On verrait mal comment les peuples autochtones, qui sont aux premières loges du combat contre le réchauffement climatique, pourraient s’opposer à de tels projets d’exportation d’une énergie verte et renouvelable, surtout s’ils en retirent de nombreux bénéfices, alors qu’on impose par la force à l’autre bout du pays des pipelines et gazoducs transportant des produits exploitant des énergies fossiles. L’important est de toute façon qu’avec les articles 19 et 32 de la Déclaration de 2007, les Mohawks disposent désormais d’un immense pouvoir de négociation. En effet, en vertu de ces articles, aucun développement économique ne saurait avoir lieu sur leurs territoires sans le consentement préalable, libre et informé des Mohawks.
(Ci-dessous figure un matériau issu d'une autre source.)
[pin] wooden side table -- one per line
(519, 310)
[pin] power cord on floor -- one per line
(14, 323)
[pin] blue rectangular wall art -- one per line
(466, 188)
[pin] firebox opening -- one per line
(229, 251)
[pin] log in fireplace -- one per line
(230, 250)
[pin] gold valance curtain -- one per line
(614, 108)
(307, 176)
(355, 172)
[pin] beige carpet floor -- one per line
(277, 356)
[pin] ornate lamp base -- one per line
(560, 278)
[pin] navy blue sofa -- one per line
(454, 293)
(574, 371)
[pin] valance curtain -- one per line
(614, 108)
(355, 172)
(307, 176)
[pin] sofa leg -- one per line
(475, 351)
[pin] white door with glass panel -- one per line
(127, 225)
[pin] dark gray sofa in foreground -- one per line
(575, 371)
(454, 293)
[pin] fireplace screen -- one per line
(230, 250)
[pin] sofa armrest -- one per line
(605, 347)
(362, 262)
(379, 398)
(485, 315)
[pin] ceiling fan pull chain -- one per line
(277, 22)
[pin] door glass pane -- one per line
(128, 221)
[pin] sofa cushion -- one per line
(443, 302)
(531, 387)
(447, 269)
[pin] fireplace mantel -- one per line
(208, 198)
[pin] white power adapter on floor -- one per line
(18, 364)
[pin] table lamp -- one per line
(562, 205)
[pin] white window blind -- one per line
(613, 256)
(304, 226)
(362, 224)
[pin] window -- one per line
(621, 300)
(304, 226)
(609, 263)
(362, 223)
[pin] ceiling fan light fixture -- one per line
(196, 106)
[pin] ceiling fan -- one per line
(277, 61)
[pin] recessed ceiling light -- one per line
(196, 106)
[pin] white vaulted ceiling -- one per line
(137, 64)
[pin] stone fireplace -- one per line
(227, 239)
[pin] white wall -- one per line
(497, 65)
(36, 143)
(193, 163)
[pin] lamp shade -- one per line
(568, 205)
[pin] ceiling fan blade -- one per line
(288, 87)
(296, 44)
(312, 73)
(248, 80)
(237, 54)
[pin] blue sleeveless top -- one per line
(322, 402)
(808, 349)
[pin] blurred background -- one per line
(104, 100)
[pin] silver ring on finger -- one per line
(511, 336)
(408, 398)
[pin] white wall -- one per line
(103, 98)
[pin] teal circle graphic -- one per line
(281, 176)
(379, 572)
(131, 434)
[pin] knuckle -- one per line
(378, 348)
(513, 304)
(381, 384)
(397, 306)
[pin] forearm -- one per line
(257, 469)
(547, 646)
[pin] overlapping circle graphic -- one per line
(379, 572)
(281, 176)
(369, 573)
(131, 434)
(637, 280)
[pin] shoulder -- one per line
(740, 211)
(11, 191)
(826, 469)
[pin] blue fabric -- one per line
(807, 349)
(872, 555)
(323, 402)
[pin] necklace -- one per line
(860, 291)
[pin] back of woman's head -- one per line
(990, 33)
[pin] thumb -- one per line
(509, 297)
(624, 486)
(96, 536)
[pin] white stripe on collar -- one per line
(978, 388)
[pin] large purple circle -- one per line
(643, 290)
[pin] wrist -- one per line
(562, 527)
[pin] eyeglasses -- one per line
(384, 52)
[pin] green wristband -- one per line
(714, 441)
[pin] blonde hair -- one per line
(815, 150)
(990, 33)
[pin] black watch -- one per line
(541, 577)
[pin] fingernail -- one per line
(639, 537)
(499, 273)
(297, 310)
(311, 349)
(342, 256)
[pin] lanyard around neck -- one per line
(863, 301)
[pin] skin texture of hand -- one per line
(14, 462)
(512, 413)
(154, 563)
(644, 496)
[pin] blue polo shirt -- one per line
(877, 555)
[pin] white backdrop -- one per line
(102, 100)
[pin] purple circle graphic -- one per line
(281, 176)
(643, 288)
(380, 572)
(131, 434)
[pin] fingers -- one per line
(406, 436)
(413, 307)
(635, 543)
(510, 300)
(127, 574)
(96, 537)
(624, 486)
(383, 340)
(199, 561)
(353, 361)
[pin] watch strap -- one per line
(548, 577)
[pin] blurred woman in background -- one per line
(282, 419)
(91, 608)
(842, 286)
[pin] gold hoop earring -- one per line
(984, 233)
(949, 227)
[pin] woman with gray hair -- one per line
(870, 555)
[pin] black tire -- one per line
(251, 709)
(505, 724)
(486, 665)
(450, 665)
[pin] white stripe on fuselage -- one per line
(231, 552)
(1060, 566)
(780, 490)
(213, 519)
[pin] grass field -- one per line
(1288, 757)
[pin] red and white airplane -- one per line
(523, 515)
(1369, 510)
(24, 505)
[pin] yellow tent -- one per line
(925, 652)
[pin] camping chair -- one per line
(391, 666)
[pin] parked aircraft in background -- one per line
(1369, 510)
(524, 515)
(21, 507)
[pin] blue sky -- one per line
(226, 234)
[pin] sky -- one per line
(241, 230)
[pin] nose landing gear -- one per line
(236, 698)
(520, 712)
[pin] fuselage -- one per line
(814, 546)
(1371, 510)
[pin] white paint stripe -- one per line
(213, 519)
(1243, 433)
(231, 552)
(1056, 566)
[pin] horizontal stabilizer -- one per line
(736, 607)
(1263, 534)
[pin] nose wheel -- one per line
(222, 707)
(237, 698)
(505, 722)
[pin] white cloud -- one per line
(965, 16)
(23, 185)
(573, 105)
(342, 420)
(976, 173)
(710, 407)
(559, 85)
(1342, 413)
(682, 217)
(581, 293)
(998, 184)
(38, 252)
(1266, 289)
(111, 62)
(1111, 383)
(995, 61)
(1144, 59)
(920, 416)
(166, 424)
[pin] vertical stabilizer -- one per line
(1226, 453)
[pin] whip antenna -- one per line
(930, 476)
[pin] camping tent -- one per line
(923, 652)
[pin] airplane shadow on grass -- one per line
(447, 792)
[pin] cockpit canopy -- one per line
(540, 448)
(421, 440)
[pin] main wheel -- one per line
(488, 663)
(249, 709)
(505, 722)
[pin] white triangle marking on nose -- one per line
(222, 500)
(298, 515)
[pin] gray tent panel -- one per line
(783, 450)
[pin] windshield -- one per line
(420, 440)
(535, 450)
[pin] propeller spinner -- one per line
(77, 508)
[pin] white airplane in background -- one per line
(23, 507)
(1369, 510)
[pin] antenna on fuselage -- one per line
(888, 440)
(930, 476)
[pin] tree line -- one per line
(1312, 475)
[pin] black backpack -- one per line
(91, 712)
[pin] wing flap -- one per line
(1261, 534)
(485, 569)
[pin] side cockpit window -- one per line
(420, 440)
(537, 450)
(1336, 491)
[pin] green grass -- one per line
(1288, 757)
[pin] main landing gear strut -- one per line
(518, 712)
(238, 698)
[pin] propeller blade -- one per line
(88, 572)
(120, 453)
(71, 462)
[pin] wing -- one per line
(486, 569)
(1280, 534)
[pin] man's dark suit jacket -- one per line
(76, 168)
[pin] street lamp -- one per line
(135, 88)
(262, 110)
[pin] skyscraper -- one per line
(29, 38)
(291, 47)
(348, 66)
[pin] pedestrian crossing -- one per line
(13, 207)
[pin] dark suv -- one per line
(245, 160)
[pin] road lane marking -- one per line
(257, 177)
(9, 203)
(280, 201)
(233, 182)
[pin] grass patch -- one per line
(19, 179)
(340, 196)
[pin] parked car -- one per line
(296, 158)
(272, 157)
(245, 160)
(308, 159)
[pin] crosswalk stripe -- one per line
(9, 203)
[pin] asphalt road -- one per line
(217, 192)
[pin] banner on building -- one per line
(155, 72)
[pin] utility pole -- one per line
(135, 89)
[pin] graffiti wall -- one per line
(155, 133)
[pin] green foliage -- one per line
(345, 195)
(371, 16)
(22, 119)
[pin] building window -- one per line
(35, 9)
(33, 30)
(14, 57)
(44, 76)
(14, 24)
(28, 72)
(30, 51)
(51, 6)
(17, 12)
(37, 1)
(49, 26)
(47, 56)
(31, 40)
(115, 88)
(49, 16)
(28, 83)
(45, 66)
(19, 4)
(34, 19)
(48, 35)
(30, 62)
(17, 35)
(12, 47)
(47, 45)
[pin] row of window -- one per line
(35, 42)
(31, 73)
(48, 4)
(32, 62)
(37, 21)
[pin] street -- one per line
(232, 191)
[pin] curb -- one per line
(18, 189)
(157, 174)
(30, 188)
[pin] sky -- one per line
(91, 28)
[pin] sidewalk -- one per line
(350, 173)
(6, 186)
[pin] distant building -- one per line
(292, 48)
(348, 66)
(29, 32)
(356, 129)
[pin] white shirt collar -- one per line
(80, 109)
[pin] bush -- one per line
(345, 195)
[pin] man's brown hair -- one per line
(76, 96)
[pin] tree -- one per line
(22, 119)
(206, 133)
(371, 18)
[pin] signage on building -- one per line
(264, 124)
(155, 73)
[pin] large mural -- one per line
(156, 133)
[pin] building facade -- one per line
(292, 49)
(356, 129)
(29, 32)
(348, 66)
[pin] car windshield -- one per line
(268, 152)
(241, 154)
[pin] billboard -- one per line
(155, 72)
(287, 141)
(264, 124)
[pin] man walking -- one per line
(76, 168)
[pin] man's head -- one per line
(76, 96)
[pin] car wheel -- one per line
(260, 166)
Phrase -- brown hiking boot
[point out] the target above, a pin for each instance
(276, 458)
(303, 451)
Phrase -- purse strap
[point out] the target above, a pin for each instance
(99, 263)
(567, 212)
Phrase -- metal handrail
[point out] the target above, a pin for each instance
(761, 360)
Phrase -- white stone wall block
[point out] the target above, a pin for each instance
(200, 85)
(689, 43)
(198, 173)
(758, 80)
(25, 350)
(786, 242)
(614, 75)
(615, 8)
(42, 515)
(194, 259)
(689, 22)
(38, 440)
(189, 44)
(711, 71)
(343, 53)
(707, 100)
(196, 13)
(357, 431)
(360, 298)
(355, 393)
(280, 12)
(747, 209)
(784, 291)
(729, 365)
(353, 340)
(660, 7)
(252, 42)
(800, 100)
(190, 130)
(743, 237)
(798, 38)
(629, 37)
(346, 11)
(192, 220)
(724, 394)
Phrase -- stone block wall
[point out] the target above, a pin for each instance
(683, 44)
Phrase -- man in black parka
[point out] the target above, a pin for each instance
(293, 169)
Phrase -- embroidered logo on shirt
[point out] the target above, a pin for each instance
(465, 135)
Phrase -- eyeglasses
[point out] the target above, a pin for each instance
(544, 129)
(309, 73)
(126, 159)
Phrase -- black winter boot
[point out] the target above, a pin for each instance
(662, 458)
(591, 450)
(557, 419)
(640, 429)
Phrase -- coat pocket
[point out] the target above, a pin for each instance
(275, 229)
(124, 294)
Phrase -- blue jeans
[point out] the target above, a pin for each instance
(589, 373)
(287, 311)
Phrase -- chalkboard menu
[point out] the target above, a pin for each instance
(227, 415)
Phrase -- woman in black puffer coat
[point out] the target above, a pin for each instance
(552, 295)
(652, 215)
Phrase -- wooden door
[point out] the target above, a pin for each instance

La bonne réponse à la question posée

Montréal est-il alors, oui ou non, un territoire non cédé par le peuple Mohawk? Il serait en tout cas illusoire de croire que l’on se dédouane de toute obligation à son égard du seul fait de produire une telle déclaration au début de chaque cérémonie publique. Il est aussi faux de croire que l’énoncé affirmant le caractère non cédé du territoire est sans répercussion juridique future. Mais il faut aussi prendre conscience du fait que dans le cadre juridique actuel imposé par l’ordre constitutionnel de 1982, répondre par la négative semble aller de pair avec une fin de non-recevoir politique à l’égard de leurs revendications territoriales globales. On peut alors comprendre pourquoi les représentants autochtones réagissent très mal aux affirmations faites par les historiens. 

En somme, je crois que la question est piégée et qu’il faut se sortir vite du cadre juridique étroit imposé par l’article 35, car après plus de 350 ans de vie commune, nous avons de toute façon le devoir de négocier politiquement une souveraineté partagée.